Брюнет опять кивнул и, хотя все-таки ничего не понял, но думая, что речь идет все еще о том, когда поезд прибудет в Белград, заговорил:

– Теперь будет статион Карловцы и Фрушка гора на Дунай-река… А дальше статион град Индия и град Земун – Землин по-русски.

– Всего три станции? Как скоро! – удивилась Глафира Семеновна.

– В Землин будет немецка митница[2], а в Београд – србска митница. Пасс есть у господина? Спросят пасс, – отнесся брюнет к Николаю Ивановичу.

– Вы насчет паспорта? Есть, есть… Как же быть русскому без паспорта? Нас и из России не выпустили бы, – отвечала за мужа Глафира Семеновна.

Брюнет продолжал рассказывать:

– Земун – семо, потом Дунай-река и мост, овамо – Београд србски… Опять паспорт.

– Стало быть, и у вас насчет паспортов-то туго? – подмигнул Николай Иванович.

– Есть. Мы свободне держава, но у нас везде паспорт.

Разговаривая с брюнетом, супруги и не заметили, что уж давно стемнело и в вагоне горел огонь.

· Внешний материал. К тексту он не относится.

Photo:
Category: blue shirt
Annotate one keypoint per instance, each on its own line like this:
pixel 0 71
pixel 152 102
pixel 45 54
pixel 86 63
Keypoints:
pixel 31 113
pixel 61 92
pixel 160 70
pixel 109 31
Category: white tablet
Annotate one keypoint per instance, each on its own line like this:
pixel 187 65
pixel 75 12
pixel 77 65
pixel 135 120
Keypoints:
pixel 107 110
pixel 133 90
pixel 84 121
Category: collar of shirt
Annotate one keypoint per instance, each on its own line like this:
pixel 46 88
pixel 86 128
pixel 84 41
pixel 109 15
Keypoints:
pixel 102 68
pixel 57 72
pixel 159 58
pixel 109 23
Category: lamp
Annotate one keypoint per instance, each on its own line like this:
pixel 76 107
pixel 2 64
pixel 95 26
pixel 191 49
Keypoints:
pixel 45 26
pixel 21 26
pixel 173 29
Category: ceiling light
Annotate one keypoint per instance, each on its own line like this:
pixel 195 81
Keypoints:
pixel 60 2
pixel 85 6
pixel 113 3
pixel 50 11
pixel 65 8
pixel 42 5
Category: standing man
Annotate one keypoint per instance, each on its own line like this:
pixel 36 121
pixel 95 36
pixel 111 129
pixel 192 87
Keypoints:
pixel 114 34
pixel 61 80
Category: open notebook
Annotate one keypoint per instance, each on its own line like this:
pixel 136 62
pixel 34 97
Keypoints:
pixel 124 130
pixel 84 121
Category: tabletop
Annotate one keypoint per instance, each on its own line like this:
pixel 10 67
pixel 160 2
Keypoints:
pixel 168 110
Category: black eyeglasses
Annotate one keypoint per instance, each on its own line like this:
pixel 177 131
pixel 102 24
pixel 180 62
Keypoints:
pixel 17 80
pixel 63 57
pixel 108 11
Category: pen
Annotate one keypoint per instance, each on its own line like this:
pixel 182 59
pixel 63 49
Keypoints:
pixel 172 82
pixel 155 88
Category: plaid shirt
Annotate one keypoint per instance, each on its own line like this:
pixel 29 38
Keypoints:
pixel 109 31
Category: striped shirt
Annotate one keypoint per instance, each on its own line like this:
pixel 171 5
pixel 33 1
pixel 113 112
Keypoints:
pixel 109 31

Николай Иванович взглянул на часы. Было уж девять. Брюнет предложил ему папиросу и сказал:

– Србски табак. На Србия добр табак.

– А вот петербургскую папироску не хотите ли? – предложил ему в свою очередь Николай Иванович. – Вот и сама мастерица тут сидит. Она сама мне папиросы делает, – кивнул он на жену.

Оба взяли друг у друга папиросы, закурили и расстались. Брюнет ушел в свое купе, а супруги стали ждать станции Карловиц.

– Карловцы! – возгласил кондуктор, проходя по вагону.

После станции Карловиц Глафира Семеновна стала связывать свои пожитки: подушки, пледы, книги, коробки с закусками. Ей помогал Николай Иванович.

– Скоро уж теперь, скоро приедем в Белград, – радостно говорила она.

Нет визы

Подъезжали к станции Землин – австрийскому городу с коренным славянским населением, находящемуся на сербской границе. Вдали виднелись городские огни, в трех-четырех местах блестел голубовато-белый свет электричества.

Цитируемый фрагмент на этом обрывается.